The problem with that attitude of morning stillness and rest-of-the-day hustle is that we need to be led by the Holy Spirit all day long! How can we hear His voice, stay in His will, and follow His lead to minister to others if we don’t don’t slow down and listen?
So, what I planned as a time to help other women overcome their challenges to Bible study, God has used to teach me how to slow down, listen, and follow His lead.
It took a few days, but I have slowed my pace and begun to be more intentional and present in the moment. I now have much more time to read, have conversations, and enjoy the relationships in my life. Slowing down has allowed me to focus more on God and others.
“My dear brothers, take note of this: Everyone should be quick to listen, slow to speak, and slow to become angry…”James 1:19, NIV
I no longer feel that a phone call is an interruption or an encounter at the grocery store is happenstance. When we get still we actually can see what is going on around us and how the Lord is orchestrating and manipulating time, space, and people for His purposes (as my pastor recently shared).
If you know me personally, you may have trouble believing this one, but I have actually become quieter and more intentional about my words. Rather than listening just enough to be able to respond, I have been more focused on hearing what others are saying.
“…a time to be silent and a time to speak…”Ecclesiastes 3:7b
I feel closer to my family because I have been more focused on them and what they have to say. My conversations have involved less talking and more listening. And I am much more in tune with what the Spirit is saying throughout the day and not just in my morning quiet time.
Following the Spirit
As I have slowed my pace and quieted my soul, I have also begun to sense God’s leading in several areas. I have been led to simplify my schedule, clean out my inbox, pare down my closet, and get rid of any hindrances to Kingdom work.
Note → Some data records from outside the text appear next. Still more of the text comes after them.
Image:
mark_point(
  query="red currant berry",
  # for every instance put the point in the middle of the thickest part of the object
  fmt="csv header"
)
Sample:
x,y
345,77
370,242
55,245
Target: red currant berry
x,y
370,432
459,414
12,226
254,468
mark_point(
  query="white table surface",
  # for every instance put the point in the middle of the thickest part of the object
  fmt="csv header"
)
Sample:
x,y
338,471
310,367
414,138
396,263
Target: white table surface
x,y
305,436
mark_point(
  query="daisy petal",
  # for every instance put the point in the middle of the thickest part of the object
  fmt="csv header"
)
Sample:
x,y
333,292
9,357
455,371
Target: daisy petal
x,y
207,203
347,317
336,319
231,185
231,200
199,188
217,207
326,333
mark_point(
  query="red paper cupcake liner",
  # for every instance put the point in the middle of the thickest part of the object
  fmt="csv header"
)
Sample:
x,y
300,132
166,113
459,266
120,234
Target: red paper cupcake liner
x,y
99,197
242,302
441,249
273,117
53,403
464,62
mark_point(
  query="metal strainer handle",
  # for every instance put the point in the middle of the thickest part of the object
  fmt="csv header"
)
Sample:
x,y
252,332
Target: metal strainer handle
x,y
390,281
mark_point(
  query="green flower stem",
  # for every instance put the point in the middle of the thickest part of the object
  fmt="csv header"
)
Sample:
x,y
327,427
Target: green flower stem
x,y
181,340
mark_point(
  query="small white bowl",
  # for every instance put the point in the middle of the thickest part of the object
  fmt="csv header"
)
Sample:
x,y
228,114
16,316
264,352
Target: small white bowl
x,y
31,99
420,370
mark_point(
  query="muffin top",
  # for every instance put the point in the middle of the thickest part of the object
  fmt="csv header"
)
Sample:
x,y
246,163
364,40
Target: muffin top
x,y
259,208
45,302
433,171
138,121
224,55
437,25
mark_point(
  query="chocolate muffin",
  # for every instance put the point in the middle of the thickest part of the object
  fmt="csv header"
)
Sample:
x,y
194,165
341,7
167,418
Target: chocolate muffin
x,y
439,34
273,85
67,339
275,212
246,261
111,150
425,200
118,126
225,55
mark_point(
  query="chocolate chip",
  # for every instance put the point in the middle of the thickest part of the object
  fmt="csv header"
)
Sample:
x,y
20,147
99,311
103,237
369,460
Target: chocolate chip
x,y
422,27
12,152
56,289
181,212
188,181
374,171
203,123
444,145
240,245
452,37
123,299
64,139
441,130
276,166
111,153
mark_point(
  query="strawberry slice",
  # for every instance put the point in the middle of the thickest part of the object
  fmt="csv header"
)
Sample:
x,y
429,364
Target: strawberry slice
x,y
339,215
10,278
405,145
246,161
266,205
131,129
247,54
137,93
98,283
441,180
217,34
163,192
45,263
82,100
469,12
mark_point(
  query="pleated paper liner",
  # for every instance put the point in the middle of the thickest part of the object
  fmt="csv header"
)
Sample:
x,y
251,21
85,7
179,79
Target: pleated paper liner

This past week I was led to minister to a family member who was struggling with some things, simply because I was more tuned in to the mission of God and not just my own little world.
“Since we live by the Spirit, let us keep in step with the Spirit.”Galatians 5:25
All this has made me wonder just how many opportunities I have missed in the past because I have lived at such a break-neck speed. How much time have I wasted scrolling on social media that could have been spent seeking God and growing my faith?
How many good books have I not learned from because I was busy watching Netflix? How much have I missed in the Word because my mind couldn’t slow down enough to engage with the text?
How much money have I wasted because I didn’t slow down and think about the true value of my purchases? How many relationships have I not nurtured because I was too busy focused on the next thing on my to-do list?
“Be very careful, then, how you live–not as unwise but as wise, making the most of every opportunity, because the days are evil.”Ephesians 5:15-16
I probably won’t solve world peace because I took a 7-day break from screens. And my kitchen skills may not improve. But I can definitely say my life is better for it.
I’m thankful for technology and the opportunities it provides to connect with people all over the world and share God’s truth.
But all things need a limit.
Do you need to slow down, be still, and listen to the promptings of the Spirit? Unplug from all the information around you and be still in the presence of the Lord. You may just be surprised at what God does.